Soyo escuchó un sollozo. Tan agudo, con la fuerza suficiente para captar la atención de todos. Es como si estuviera informándoles a los ahí reunidos sobre su presencia, sobre que estaba bien y que se encontraba listo para conocer el mundo que se herejía a su alrededor.
Observó a ese pequeño ser en los brazos de su actual padre mientras dejaba de llorar y trataba de enfocar a quien lo cargaba. También lo veía a él. Jamás creyó descubrir una mirada tan calma, tan cristalina, tan ausente de burla o malicia; era casi como si lo que desprendiera fuera orgullo e incluso algo muy parecido al cariño entrañable e incondicional. Era padre y parecía estar satisfecho por ello.
Y al cuadro se le sumó un tercero.
Fue entonces cuando entendió que existían muchos gestos, demasiadas facetas que no conocía de Kamui y que probablemente sólo tendría la oportunidad de apreciar cuando él estuviera cerca de ella, cerca de esa mujer que lo miraba con una ternura y un cariño que igualaban o superaban al suyo. La misma que había sobrevivido ante todo pronóstico. La misma a la que envidiaba profundamente por tener el corazón del hombre que ella tan ciegamente amaba.

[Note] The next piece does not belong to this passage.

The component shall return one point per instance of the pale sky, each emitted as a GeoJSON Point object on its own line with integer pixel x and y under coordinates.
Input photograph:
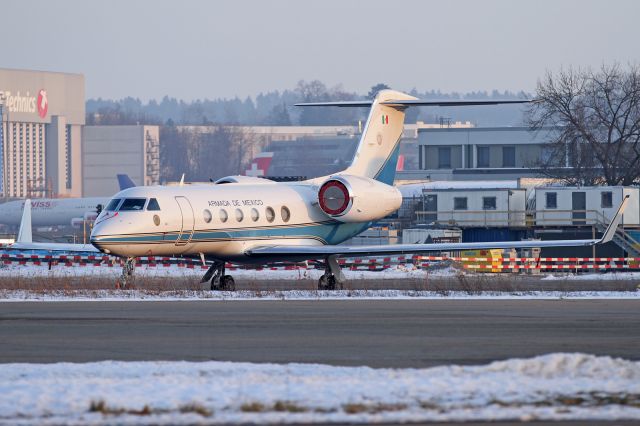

Sonreía. Lo hacía para ocultar lo que estaba sintiendo al ser ajena a tan bonito y punzante cuadro. Sonreía para mitigar la extraña mezcla que convergía sin piedad dentro de su corazón mientras intentaba alegrarse por la dicha de su amado. Porque desear la felicidad del ser querido forma parte de aquello denominado como amar, ¿no?
Sonreía al ritmo que sus lágrimas descendían, lentas y cálidas sobre los pétalos de narciso.